Resampling data

This notebook will demonstrate how to resample data with Lilio. Lilio is able to resample Pandas’ DataFrame and Series, as well as xarray’s DataArray and Dataset.

We start by importing the required libraries and generating an example Pandas Series and a DataFrame

[1]:

import numpy as np
import xarray as xr
import pandas as pd
import lilio

time_index = pd.date_range('20171020', '20211001', freq='15d')
random_data = np.random.random(len(time_index))
example_series = pd.Series(random_data, index=time_index)
example_dataframe = pd.DataFrame(example_series.rename('data1'))
example_dataframe['data2'] = example_dataframe['data1']

example_series.head(3)

[1]:

2017-10-20    0.053552
2017-11-04    0.314190
2017-11-19    0.291422
Freq: 15D, dtype: float64

The DataFrame looks similar but has two named columns:

[2]:

example_dataframe.head(3)

[2]:

	data1	data2
2017-10-20	0.053552	0.053552
2017-11-04	0.314190	0.314190
2017-11-19	0.291422	0.291422

To resample we need to set up an calendar with the anchor date and frequency. In this case we choose to use the daily_calendar shorthand.

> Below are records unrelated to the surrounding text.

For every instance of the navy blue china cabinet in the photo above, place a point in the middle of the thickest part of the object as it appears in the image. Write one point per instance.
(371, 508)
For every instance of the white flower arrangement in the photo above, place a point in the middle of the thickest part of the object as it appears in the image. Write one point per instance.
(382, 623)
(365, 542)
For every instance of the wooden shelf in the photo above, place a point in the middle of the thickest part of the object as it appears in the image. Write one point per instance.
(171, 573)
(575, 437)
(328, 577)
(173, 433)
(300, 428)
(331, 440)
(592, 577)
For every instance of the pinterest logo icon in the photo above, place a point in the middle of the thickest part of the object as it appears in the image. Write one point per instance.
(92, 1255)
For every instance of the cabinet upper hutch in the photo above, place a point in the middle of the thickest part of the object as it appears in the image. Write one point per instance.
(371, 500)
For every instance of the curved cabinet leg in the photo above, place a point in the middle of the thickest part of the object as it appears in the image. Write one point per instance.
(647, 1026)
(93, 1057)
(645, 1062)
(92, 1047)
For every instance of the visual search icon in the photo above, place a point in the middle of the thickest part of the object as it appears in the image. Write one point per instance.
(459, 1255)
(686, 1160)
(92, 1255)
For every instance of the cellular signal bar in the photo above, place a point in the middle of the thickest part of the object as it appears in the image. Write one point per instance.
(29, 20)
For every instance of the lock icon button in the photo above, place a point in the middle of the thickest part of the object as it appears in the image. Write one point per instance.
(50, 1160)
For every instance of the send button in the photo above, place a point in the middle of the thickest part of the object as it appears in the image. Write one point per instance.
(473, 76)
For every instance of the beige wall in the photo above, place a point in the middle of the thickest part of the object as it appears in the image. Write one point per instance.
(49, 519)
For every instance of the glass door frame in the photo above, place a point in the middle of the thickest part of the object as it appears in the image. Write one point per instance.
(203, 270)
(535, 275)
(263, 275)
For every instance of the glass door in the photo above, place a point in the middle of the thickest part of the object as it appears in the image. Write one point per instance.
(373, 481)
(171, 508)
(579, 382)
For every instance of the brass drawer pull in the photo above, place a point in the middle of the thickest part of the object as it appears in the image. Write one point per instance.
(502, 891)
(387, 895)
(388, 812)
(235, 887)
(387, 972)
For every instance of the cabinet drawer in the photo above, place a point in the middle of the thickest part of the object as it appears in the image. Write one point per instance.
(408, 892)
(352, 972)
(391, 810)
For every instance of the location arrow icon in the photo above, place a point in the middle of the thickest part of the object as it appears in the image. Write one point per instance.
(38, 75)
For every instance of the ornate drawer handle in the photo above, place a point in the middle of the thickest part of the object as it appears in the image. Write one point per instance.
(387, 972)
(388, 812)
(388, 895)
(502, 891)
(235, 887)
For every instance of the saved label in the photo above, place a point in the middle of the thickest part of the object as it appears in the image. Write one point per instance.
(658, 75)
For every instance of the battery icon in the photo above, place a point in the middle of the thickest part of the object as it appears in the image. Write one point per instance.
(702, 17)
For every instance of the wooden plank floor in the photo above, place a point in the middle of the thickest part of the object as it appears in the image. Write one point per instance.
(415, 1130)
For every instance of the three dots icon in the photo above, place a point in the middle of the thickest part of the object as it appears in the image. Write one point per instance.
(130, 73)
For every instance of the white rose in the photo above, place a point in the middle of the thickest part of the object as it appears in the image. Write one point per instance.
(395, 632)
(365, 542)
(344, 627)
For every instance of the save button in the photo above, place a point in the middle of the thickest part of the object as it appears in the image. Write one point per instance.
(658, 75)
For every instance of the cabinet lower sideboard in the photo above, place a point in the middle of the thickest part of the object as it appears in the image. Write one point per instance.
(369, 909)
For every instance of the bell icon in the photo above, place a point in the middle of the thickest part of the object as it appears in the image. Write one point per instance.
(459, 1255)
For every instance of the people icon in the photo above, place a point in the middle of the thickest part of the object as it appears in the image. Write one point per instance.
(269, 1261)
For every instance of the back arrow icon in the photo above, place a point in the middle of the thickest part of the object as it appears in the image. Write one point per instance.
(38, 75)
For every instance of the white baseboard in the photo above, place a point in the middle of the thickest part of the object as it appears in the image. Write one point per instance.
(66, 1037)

(Passing max_lag is optional, as well as allow_overlap, but this will allow us to demonstrate that resampling works even when intervals overlap)

[3]:

calendar = lilio.daily_calendar(
    anchor="10-15",
    length='90d',
    n_precursors=4,
    allow_overlap=True
)
calendar.map_years(2018, 2020)
calendar.visualize()

../_images/notebooks_tutorial_resampling_data_5_0.png

Next we pass the example data to the resample function. This requires a mapped calendar and the input data.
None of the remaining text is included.